History & Perspectives
Research Methods
The Brain & Nervous/
Endocrine Systems
Sensation & Perception
Memory, Motivation & Emotion
100

He is known as the "father of psychology" and opened the first psychology lab in 1879

Who is Wilhelm Wundt?

100

The name of the group of people who are NOT exposed to the independent variable in an experiment

What is the Control Group?

100

This is the basic unit of the nervous system that transmits information

What is a Neuron?

100

This is when sensitivity to a constant stimulus decreases over time. (For example, you stop noticing the smell in a room after being there for a while).

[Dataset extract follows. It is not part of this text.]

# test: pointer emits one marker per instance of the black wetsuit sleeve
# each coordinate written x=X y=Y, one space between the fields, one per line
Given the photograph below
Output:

What is sensory adaptation?

100

This is doing something because it is inherently enjoyable or satisfying rather than doing it to earn a reward or avoid punishment

What is intrinsic motivation?

200

This perspective in psychology emphasizes unconscious drives and early childhood experiences

What is the Psychodynamic (or psychoanalytic) perspective?

200

This type of study collects data at one point in time (snapshot) from many people

What is a Cross-sectional study?

200

These are the two major divisions of the peripheral nervous system

What are the Somatic and Autonomic nervous systems?

200

This bodily sense gives you a sense of where your body parts are located in space, even with your eyes closed

What is the kinesthetic sense?

200

This is the third level of Maslow's hierarchy of needs

What is love and belonging?

300

This school of thought focused on breaking consciousness into basic elements using introspection

What is Structuralism?

300

One strength of this research method is that behavior is observed in a natural setting. However, one weakness is a lack of control and possible observer bias.

What is naturalistic observation?

300

This endocrine system uses these to send messages through the bloodstream

What are hormones?

300

This is the smallest change in a stimulus that can be detected.

What is the Difference threshold or Just noticeable difference (JND)?

300

This occurs when previously learned information hinders the recall of newer information (For example, your old password prevents you from remembering your new password)

What is proactive interference? 

400

This approach (influenced by Darwin) studies how behavior and mental processes help people adapt to their environment

What is Functionalism?

400

The main purpose of random assignment in experiments

What is to create equivalent groups so that differences in the outcome can be attributed to the independent variable rather than preexisting differences (confounding variables)

400

This structure connects the two hemispheres of the brain

What is the Corpus callosum? 

400

This uses prior knowledge, expectations, and context to interpret sensory information (For example, reading messy handwriting by guessing words)

What is Top-down processing?

400

This theory of emotion states that an emotional stimulus triggers the physiological response and the subjective experience of emotion simultaneously

What is the Cannon-bard theory?

500

This is the major difference between the focus of behaviorism and humanistic psychology.

What is focusing only on observable behavior and learning through reinforcement (Behaviorism) and  focusing on individual choice, free will, and self-actualization (humanistic psychology)?

500

This research method measures the relationship between two variables (how they change together) while this research method demonstrates how one variable causes change in the other. The first method does not imply causation.

What are correlational research and an experiment?

500

These are the names and functions of the four lobes of the brain

What are the Frontal lobes (decision-making, planning, motor control), Parietal lobes (touch, spatial awareness, sensory integration), Temporal lobes  (hearing and language processing) and Occipital lobes (vision)?

500

This is the process of converting physical energy from the environment into neural signals

What is Transduction?

500

These are the three stages in the classic model of memory (the memory store model)

What are Sensory memory, short-term (working) memory and long-term memory?